Most of the physical problems under consideration have a three-dimensional character and involve the coupling of models and extremely varying scales. This makes the development of fast numerical methods and efficient implementation a question of feasibility. Our contributions concern modern discretization methods (high-order and adaptivity) and goal-oriented simulation tools (prediction of physical quantities, numerical sensitivities, and parameter identification). Concrete applications originate from aerodynamics, viscoelastic flows, heat transfer, and porous media.
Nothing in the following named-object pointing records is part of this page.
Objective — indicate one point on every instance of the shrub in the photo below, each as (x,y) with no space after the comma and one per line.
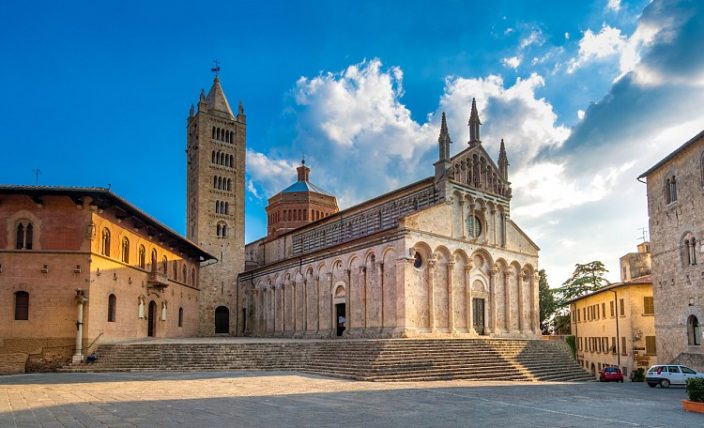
(639,375)
(695,389)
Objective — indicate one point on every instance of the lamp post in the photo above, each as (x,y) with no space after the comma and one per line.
(618,336)
(81,299)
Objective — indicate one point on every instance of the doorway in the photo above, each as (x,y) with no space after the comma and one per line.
(340,319)
(478,316)
(151,319)
(222,320)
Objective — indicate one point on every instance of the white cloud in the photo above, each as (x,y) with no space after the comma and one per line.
(535,37)
(512,62)
(514,113)
(614,5)
(597,46)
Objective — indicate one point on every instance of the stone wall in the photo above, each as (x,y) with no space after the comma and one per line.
(678,285)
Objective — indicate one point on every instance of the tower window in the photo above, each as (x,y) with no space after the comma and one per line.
(112,303)
(25,232)
(105,242)
(21,305)
(125,250)
(142,257)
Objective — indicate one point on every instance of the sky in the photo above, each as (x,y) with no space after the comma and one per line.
(586,95)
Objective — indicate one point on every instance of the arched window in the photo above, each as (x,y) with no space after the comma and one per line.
(125,250)
(142,257)
(474,226)
(694,332)
(112,303)
(21,305)
(24,234)
(105,243)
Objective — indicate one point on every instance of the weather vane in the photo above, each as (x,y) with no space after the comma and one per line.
(216,68)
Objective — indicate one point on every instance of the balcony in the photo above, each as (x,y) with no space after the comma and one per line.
(158,280)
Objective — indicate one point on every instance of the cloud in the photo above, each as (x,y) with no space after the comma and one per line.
(535,37)
(512,62)
(614,5)
(606,43)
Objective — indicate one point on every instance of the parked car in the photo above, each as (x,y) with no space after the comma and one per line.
(670,374)
(611,374)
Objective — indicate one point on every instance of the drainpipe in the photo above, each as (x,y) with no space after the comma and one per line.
(81,299)
(618,335)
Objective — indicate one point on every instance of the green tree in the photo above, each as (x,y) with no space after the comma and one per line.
(547,300)
(585,279)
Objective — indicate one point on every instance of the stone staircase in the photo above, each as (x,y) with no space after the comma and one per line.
(368,360)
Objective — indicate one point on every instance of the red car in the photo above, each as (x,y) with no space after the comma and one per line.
(611,374)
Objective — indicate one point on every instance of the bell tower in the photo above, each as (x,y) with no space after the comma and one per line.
(215,152)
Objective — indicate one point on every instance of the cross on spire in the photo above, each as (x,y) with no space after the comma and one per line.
(216,67)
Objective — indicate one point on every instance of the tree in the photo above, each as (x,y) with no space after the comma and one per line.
(585,279)
(547,300)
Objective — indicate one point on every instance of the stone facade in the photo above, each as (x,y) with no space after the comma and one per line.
(93,241)
(675,207)
(628,340)
(216,140)
(439,257)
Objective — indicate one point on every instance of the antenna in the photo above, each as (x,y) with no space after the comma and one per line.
(36,172)
(216,67)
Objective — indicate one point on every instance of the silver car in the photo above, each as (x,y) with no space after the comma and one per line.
(669,374)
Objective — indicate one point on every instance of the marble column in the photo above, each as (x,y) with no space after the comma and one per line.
(431,297)
(450,297)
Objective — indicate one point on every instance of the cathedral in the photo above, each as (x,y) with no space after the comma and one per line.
(439,257)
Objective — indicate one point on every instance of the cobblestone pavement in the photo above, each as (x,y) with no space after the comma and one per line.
(274,399)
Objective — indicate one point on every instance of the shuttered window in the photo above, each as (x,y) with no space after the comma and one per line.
(648,306)
(650,345)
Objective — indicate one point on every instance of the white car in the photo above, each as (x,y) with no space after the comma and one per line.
(669,374)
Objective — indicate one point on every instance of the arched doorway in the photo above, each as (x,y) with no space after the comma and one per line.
(151,319)
(694,333)
(222,320)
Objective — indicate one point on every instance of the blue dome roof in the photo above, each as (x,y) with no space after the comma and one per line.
(305,186)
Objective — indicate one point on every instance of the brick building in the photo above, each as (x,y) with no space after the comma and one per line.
(675,208)
(72,253)
(615,325)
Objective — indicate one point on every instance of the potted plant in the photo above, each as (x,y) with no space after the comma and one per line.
(695,392)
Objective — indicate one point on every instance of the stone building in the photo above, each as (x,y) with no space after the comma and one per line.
(627,340)
(438,257)
(79,266)
(215,152)
(675,208)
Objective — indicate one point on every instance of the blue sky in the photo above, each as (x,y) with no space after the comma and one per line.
(587,95)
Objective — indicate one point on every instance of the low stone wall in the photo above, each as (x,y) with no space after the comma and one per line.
(35,355)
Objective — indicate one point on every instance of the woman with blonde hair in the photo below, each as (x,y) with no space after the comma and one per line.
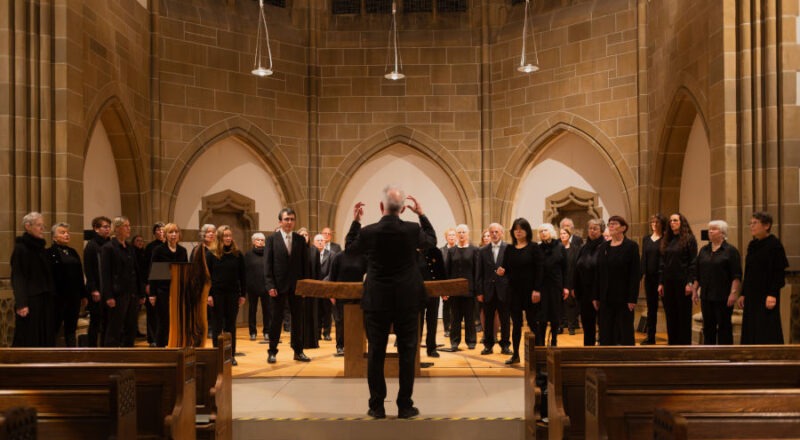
(228,284)
(168,252)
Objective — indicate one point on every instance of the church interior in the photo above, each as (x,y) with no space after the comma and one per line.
(152,109)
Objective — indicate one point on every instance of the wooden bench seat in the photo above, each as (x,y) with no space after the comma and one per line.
(566,369)
(617,409)
(67,410)
(668,425)
(165,380)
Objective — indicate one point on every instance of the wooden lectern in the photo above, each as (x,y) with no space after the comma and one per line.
(355,338)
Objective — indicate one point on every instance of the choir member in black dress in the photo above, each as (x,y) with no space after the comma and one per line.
(122,286)
(152,318)
(32,280)
(764,276)
(678,250)
(463,263)
(570,309)
(346,267)
(70,289)
(649,266)
(228,281)
(717,271)
(450,241)
(91,269)
(256,289)
(617,284)
(584,279)
(158,296)
(523,267)
(554,289)
(431,265)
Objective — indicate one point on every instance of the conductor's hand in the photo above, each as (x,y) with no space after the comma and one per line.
(415,207)
(358,212)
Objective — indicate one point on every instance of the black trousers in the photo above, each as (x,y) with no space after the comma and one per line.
(97,322)
(226,307)
(502,309)
(616,324)
(122,321)
(651,292)
(161,312)
(517,308)
(678,310)
(377,325)
(66,313)
(277,305)
(717,326)
(588,322)
(463,308)
(431,321)
(253,299)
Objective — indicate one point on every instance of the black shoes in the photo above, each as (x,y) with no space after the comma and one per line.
(407,413)
(302,357)
(378,413)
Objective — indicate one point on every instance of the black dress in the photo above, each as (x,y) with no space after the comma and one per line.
(617,286)
(651,256)
(160,289)
(764,276)
(553,283)
(583,283)
(524,271)
(70,290)
(32,280)
(715,272)
(676,261)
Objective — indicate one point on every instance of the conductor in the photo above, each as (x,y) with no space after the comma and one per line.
(393,294)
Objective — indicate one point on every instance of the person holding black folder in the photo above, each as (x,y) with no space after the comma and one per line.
(163,255)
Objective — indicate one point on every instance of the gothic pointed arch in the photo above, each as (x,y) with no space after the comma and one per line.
(668,164)
(535,145)
(129,156)
(272,158)
(421,143)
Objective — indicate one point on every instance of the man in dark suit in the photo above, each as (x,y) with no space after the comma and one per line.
(493,289)
(322,255)
(285,262)
(394,292)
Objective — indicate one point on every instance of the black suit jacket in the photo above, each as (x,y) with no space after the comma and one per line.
(393,279)
(281,270)
(489,283)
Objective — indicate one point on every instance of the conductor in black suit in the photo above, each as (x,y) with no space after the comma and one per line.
(493,289)
(394,293)
(285,262)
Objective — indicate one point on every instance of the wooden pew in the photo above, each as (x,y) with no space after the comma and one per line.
(65,410)
(619,407)
(214,391)
(165,380)
(566,369)
(696,426)
(535,363)
(18,423)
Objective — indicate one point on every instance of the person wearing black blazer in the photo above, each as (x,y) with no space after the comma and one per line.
(122,286)
(394,293)
(492,290)
(285,262)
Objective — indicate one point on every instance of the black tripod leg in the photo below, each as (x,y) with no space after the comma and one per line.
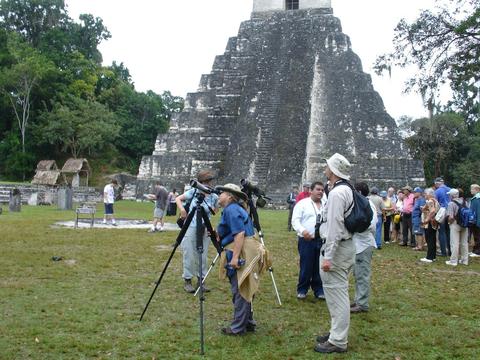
(177,242)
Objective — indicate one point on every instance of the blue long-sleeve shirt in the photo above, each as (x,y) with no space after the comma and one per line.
(234,220)
(442,196)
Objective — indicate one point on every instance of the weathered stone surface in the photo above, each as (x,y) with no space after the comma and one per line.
(288,92)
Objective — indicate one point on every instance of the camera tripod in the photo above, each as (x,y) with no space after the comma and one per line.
(249,189)
(200,214)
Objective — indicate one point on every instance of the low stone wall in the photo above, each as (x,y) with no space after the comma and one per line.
(47,195)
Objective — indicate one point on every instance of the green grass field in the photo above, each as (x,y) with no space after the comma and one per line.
(88,306)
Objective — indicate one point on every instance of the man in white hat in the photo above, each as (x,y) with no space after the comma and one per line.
(338,257)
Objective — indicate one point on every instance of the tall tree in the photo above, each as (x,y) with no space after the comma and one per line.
(79,126)
(19,80)
(444,44)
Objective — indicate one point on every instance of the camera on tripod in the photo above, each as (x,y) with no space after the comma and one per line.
(206,189)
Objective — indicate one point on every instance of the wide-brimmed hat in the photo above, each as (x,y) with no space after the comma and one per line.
(205,175)
(233,189)
(453,192)
(339,165)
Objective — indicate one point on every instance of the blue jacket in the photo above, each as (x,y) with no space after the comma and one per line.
(417,212)
(475,206)
(441,195)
The goal of the first phase of the project is to develop flow solvers based on modern numerical methods such as high-order discretization in space and time and self-adaptive algorithms. Adaptivity based on a posteriori error estimators has become a new paradigm in scientific computing, first because of the necessity to give rigorous error bounds, and second because of the possible speed-up of simulation tools. A systematic approach to these questions requires an appropriate variational framework and the development of a posteriori error estimates and adaptive algorithms, as well as sufficiently general software tools able to realize these algorithms. To this end we develop a single common library written in C++ and study at hand of concrete applications the possible benefits and difficulties related to these algorithms in the context of fluid mechanics. The main ingredients of our numerical approach are adaptive finite element discretizations combined with multilevel solvers and hierarchical modeling. We develop different kinds of finite element methods, such as discontinuous (DGFEM) and stabilized finite element methods (SFEM), either based on continuous or non-conforming finite element spaces (NCFEM). The availability of such tools is also a prerequisite for testing advanced physical models, concerning for example turbulence, compressibility effects, and realistic models for viscoelastic flows.
The goal of the second phase is to tackle questions going beyond forward numerical simulations: parameter identification, design optimization, and questions related to the interaction between numerical simulations and physical experiments. It appears that many questions in the field of complex flow problems can neither be solved by experiments nor by simulations alone. In order to improve the experiment, the software has to be able to provide information beyond the results of simple simulation. Here, information on sensitivities with respect to selected measurements and parameters is required. The parameters could in practice be as different in nature as a diffusion coefficient and a velocity boundary condition. It is our long-term objective to develop the necessary computational framework and to contribute to the rational interaction between simulation and experiment.
The interdisciplinary collaboration is at the heart of this project. The team consists of mathematicians and physicists, and we develop collaborations with computer scientists.